Traumatisé. Le 26 septembre, un courrier, arrivé sur le bureau de Michel Barnier, a glacé d’effroi les responsables ministériels de la pêche. Signée de Joe Borg, commissaire aux Pêches de l’Union européenne (UE), cette lettre accuse la France d’un «manquement en matière de contrôle de la pêche» au thon rouge en Méditerranée lors de la dernière campagne, qui s’est achevée le 30 juin. En clair : Bruxelles reproche à la France de n’avoir pas été capable d’empêcher un dépassement du quota qui lui a été alloué. La Commission a donné jusqu’à fin octobre aux autorités françaises pour apporter une réponse, avant de décider de porter plainte devant la Cour européenne de justice.

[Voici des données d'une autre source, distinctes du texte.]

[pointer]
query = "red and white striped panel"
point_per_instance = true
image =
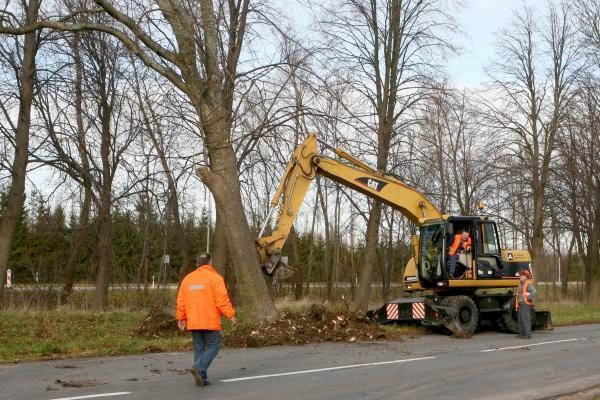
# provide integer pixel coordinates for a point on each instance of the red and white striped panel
(418, 310)
(392, 311)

Traumatisé par la sanction de 70 millions d’euros, infligée par cette même cour, en 2005, pour des captures de poissons «sous-taille» (c’est-à-dire de taille inférieure à celle autorisée par l’UE), le ministère veut à tout prix éviter une seconde sanction.
Or, impossible de nier ce dépassement de quota, puisque la France l’a officiellement reconnu, et dans des proportions incroyables : selon les chiffres transmis mi-septembre à la Commission, les thoniers auraient pêché 10 165 tonnes, alors que leur quota s’élevait à 5 493 tonnes ! «Il ne nous restait qu’une solution, explique un proche du ministre : montrer notre bonne volonté à sanctionner les fautifs, et instaurer de nouvelles règles beaucoup plus contraignantes.»

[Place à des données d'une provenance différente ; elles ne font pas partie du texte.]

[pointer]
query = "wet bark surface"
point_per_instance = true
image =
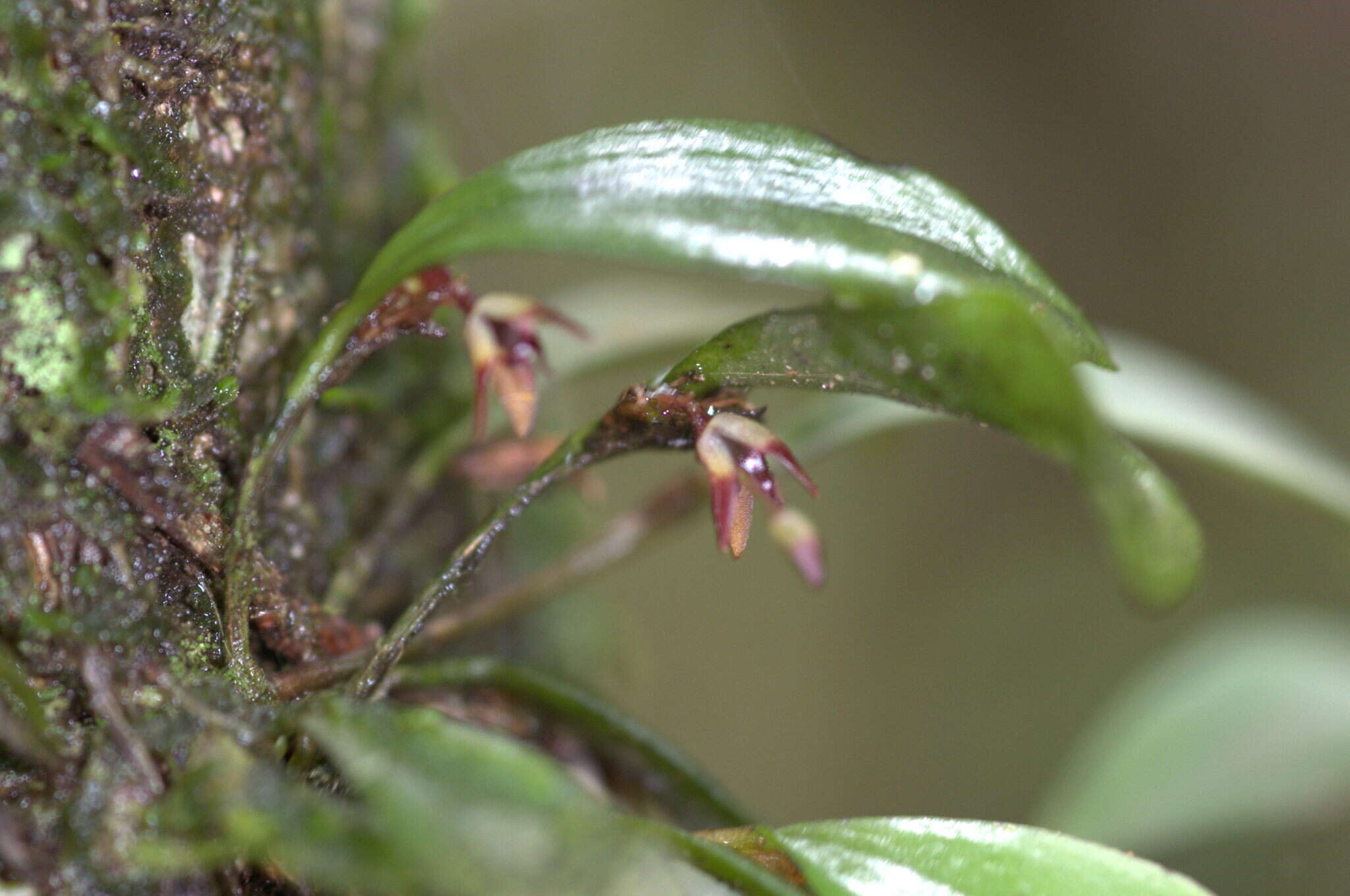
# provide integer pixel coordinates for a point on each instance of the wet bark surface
(184, 190)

Côté sanction, un problème se pose : comme il n’existe aucune répartition des quotas bateau par bateau, on ne peut accuser personne en particulier. «Par contre, explique Philippe Moge, directeur des Affaires maritimes de Sète, chargé de récolter tous les chiffres des captures de poissons, nous allons enquêter pour chacun des 37 thoniers français en Méditerranée sur les infractions aux obligations de déclaration de pêche.»

Fausse déclaration. Une pratique est visée, celle de déclarer ses prises avec trois, voire quatre semaines de retard. «Fin juin, avec ce que j’avais reçu comme déclaration de prises, le quota n’était pas dépassé, note Philippe Moge. Mais c’est après que les déclarations sont tombées. J’en ai reçu jusqu’en août !» Autre infraction suspectée : celle de la vente, par des patrons qui n’ont rien pêché, de fausses déclarations à des armateurs étrangers (turcs en particulier) en manque de quota. Selon Christian Ligeard, directeur des pêches au ministère, cité par l’hebdomadaire Le Marin, ce trafic de «quota papier» «pourrait dépasser le millier de tonnes».

Selon nos informations, cinq ou six bateaux feraient actuellement l’objet d’une enquête. Leurs patrons risquent bien pire qu’une amende : la suspension, voire le retrait de leurs licences. En ce qui concerne les nouvelles mesures, la lettre-réponse de la France à Bruxelles envisage pour la première fois une répartition des quotas bateau par bateau, ce qui risque de provoquer une panique parmi les patrons pêcheurs. Le plus puissant d’entre eux, Jean-Marie Avallonne, a déclaré la semaine dernière au Midi Libre que «pour qu’un bateau vive, il faut qu’il ramène 250 tonnes». Multipliées par les 37 bateaux que compte la flottille française, cela ferait plus de 9 000 tonnes !

«Sortie de flotte». A moins qu’on envisage d’en faire disparaître quelques-uns – ceux qui ont le plus «fauté». Dans son courrier, le ministère français demande d’ailleurs la permission d’aider financièrement les volontaires à une «sortie de flotte» (en clair : la casse de leur navire). Ce courrier marque un changement radical de la politique du gouvernement envers ses armateurs de thoniers. A condition que les autres pays en fassent de même. Or, tous les professionnels (pêcheurs, chercheurs et fonctionnaires du ministère) sont persuadés que les gros producteurs européens de thon, l’Italie et l’Espagne, dépassent largement le quota, sans l’avouer. «On veut bien jouer les bons élèves, mais pas les dindons de la farce», résume un représentant français à Bruxelles.

Dans la lettre envoyée à la Commission, Paris suggère l’idée de contrôles croisés : la France pourrait envoyer deux inspecteurs sur les bateaux et les quais espagnols ou italiens, et inversement. Le 9 novembre s’ouvre à Antalya, en Turquie, la réunion annuelle de l’Iccat (Commission internationale pour la conservation du thon), qui doit décider de la répartition des quotas pour la campagne 2008. Dire qu’on peut s’attendre à de très vifs débats est un euphémisme.